Swedish residential investor Heimstaden plans to sell 12,000 of its 13,500 rental homes in the Netherlands in response to the tough economic climate and government plans to further regulate rental prices.
The company, which entered the Dutch market in 2019 with a €1.4 bn portfolio deal, has confirmed local media reports that it is seeking to dispose of 2,500 homes over the next two years.
Heimstaden said the move was aimed at keeping the company ‘financially strong’ and enabling it to grow in the future, including in the Netherlands.
It denied reports the disposal plan was motivated by an urgent need for capital, with ratings agencies Fitch and S&P looking to downgrade the company’s BBB credit rating, as suggested by Dutch financial daily Het Financieele Dagblad.
Company spokesman Edward Touw reiterated Heimstaden was not in financial distress.
'Operationally, we booked strong results again in the last quarter. The steps we are taking now are therefore a response to both changing economic conditions such as increased interest rates and declining real estate values as well as the hostile political climate - as we have indicated from the beginning.'
Heimstaden was not in need of a financial injection, he stressed, referring to a statement put out by parent company Heimstaden Bostad in early October.
The statement read: ‘In recent months, some media outlets have portrayed Heimstaden Bostad as a company in crisis with a high loan to value (LTV) unable to meet loan conditions, and in need of equity from its owners.
Let’s be clear: Heimstaden Bostad is not in need of an equity injection.’
It continued: ‘Over the next 18 months, we have SEK 24 billion in maturing bonds.

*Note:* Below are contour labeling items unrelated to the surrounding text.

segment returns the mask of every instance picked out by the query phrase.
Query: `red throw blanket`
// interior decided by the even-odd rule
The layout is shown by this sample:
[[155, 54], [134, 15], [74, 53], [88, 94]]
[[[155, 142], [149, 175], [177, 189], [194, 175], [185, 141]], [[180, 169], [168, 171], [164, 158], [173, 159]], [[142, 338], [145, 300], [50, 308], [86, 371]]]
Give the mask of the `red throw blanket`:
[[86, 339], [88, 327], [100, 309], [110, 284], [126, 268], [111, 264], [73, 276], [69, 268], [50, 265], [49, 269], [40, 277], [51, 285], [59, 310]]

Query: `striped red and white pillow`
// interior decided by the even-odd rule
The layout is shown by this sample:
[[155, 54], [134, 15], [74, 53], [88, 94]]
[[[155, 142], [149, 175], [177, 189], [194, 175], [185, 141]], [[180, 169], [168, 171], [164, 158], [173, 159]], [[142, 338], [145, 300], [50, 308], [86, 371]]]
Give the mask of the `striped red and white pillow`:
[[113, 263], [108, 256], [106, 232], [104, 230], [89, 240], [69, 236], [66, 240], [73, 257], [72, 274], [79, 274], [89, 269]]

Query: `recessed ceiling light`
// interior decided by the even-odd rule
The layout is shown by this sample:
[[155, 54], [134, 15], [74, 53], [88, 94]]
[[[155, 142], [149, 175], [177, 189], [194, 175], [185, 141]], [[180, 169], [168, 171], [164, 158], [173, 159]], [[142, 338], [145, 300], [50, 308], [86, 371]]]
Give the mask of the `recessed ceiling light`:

With SEK 27 billion in cash and accessible credit lines, coupled with over SEK 50 billion in secured bank financing since early 2022, we have firm control over maturities until Q3 2025. This underscores the financial attractiveness of our properties, even in the current market environment.’
Despite a 12% valuation decrease in the past year, Heimstaden said its ‘prudent financial approach and substantial equity injections in recent years’ had positioned the company well, helping it maintain an LTV margin that meets S&P's threshold for a BBB rating.
In its Q2 report, Heimstaden said its Loan-to-Value (LTV) ratio had increased to 54.4% from 52.7% in Q1.
Job cuts
Nor is Heimstaden planning to shed 8-10% of its workforce in the Netherlands as a result of the disposals, said Touw, referring to the FD report.
'Of course the strategy change has an impact on a number of functions and for those colleagues we will look for a good solution - for example by finding another position within the organisation. Unfortunately we can’t avoid having to part with a number of our colleagues, but that is very different from cutting 8 to 10% of jobs,’ he said.
Under the new Dutch policy measures, more homes will fall under rent controls, in a move aimed at giving central government more say in residential property development, and ensuring that the target of 900,000 new homes are built by 2030.
Two-thirds of new housing would be classed as affordable – either rent controlled, mid-market rentals (up to around €1,100 per month) or for sale at affordable prices.